Yuzu is also known for its characteristically strong aroma, and the oil from its skin is marketed as a fragrance. In Japan, bathing with yuzu on Tōji, the winter solstice, is a custom that dates to at least the early 18th century. Whole yuzu fruits are floated in the hot water of the bath, sometimes enclosed in a cloth bag, releasing their aroma. The fruit may also be cut in half, allowing the citrus juice to mingle with the bathwater. The yuzu bath, known commonly as yuzu yu (柚子湯), but also as yuzu buro (柚子風呂), is said to guard against colds, treat the roughness of skin, warm the body, and relax the mind.

=====Use as wood=====
The body of the taepyeongso, a Korean traditional oboe, close to the Chinese suona or the zurna, is often made from jujube, mulberry, or yuzu wood.

=== Elsewhere ===
As of the early 21st century, yuzu has been increasingly used by chefs in the United States and other Western nations, achieving notice in a 2003 article in The New York Times.

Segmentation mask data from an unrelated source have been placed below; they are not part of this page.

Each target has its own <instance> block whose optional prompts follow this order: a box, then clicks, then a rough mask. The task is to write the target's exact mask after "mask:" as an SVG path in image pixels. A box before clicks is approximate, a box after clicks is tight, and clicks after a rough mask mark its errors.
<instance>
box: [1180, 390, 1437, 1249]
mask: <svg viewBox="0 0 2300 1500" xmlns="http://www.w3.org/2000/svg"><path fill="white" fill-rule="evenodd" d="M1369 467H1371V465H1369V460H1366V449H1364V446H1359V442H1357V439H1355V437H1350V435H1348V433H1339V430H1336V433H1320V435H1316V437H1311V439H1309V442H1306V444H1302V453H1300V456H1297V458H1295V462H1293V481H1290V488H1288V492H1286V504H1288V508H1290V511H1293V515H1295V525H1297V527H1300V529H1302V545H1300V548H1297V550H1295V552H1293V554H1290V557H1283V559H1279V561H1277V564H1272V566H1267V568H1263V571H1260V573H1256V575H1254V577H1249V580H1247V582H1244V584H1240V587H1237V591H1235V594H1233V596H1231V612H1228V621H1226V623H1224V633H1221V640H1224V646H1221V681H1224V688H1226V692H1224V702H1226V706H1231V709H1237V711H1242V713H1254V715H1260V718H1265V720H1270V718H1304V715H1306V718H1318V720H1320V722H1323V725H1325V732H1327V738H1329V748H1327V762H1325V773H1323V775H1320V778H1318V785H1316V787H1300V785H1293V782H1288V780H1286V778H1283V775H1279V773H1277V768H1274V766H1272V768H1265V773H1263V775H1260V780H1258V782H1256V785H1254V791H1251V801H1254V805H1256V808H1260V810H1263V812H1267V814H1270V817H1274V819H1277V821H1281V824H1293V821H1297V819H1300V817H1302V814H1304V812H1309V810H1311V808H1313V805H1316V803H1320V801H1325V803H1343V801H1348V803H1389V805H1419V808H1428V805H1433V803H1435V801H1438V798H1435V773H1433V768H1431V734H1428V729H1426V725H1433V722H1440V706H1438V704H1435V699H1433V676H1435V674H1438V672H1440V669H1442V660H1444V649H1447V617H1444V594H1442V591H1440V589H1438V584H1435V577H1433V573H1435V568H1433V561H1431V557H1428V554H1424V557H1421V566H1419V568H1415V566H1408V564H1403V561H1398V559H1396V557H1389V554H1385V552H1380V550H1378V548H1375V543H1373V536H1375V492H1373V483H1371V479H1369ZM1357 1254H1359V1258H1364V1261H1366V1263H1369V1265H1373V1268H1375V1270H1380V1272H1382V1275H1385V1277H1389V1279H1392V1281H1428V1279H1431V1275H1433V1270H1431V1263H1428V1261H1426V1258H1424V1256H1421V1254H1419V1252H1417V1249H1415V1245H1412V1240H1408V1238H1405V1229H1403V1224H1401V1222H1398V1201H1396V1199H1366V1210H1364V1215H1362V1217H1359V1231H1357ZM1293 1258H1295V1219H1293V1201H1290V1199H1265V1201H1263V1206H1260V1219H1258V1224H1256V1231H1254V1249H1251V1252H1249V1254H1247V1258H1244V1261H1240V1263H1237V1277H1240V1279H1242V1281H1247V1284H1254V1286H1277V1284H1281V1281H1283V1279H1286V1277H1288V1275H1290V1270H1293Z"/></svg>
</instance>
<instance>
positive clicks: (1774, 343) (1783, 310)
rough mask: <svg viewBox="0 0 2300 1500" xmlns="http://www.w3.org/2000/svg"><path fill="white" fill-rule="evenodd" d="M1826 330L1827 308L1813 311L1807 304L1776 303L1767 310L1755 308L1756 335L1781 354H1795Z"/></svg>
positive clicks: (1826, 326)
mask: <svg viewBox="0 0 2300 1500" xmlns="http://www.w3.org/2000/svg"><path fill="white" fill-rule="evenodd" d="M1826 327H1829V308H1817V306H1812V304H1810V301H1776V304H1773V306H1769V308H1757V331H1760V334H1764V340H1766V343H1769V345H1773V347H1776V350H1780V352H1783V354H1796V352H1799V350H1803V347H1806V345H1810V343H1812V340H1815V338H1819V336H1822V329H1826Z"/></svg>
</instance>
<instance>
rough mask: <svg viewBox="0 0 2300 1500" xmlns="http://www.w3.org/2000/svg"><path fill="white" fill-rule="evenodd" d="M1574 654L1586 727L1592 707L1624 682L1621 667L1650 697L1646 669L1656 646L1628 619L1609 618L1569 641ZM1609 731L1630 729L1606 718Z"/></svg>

In the United States, the Department of Agriculture has a ban on the import of fresh yuzu (alongside most citrus plants) from abroad, including both the fruit and the trees. This is intended to prevent the spread of contagious diseases amongst domestic crops. However, as a result of its introduction to California in 1888, yuzu is cultivated and available for sale in the United States.

The Japanese J-Pop duo Yuzu, formed in 1997, was derived from the yuzu-flavored sherbet where Yūjin Kitagawa was eating at the time while discussing with his fellow Kōji Iwasawa on naming the duo.